The first part consisted of 4 short operas from their forthcoming programme, Blind Date. The full programme will include 6 short operas all fully staged, here we saw 2 staged and 2 done in concert. Perhaps the most successful was the first, Feathered Friend in which a parrott (played by soprano Stephanie Corley, with a glove puppet on her hand), revealed the truth about a cheating wife (Susdan Atherton). Husband, Damian Thantrey, had such a close relationship with the parrott that the opera could easily have slipped into anthropomorphic surrealism. It didn't and perhaps it would have been even better if it had. My only reservation was that we laughed at the antics of the parrott but not at the parrott's music.
The middle two 'operas' were as yet unstaged, but seemed to be the ones most in need of it. Neither was overtly dramatic and both seemed to have librettos and music which were closer to choral music or vocal ensemble than dramatic opera. I will be interested in seeing what they look like in their ultimate form this autumn.
The final opera was both more dramatic in form and well staged. A curious fantasy about a Russian man searching for a new childhood nanny figure. Damian Thantrey was wonderfully amusing and touching in the main role.

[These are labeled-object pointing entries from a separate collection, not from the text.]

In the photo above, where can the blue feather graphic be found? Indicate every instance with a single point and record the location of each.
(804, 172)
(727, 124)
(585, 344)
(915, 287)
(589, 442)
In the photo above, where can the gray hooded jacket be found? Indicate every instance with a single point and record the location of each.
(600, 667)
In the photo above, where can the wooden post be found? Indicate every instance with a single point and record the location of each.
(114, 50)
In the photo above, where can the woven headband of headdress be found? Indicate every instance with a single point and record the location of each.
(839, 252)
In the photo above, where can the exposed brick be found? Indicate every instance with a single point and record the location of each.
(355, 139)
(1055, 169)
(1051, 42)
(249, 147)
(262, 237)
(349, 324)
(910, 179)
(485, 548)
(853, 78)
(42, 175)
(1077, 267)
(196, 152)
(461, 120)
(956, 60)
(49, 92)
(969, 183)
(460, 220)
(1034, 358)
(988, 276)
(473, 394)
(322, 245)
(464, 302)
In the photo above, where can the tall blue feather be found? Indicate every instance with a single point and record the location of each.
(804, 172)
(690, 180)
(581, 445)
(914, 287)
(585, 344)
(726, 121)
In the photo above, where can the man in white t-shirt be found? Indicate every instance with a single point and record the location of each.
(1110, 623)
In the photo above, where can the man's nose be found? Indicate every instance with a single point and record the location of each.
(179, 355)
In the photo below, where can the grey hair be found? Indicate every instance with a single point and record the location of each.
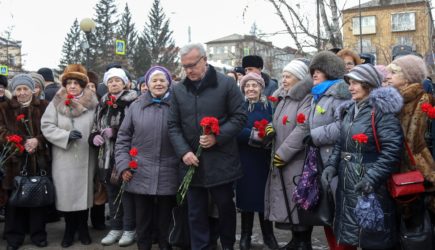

After the interval we had The Girl Who Liked to Be Thrown Around, a monologue sung by Natalie Raybould, really a series of intercut monologues from the same character. A trashy girl who liked dodgy men. A brilliant short idea, it did rather go one to long, she made a few too many phone calls to her friend and watched the film Now Voyager once or twice too often. Still Raybould certainly impressed and I would like to see her in stronger material.
The final event was not opera, just cabaret; a lively and imaginative sax player called Jason Yarde, who is currently an LSO Sound Adventure Artist.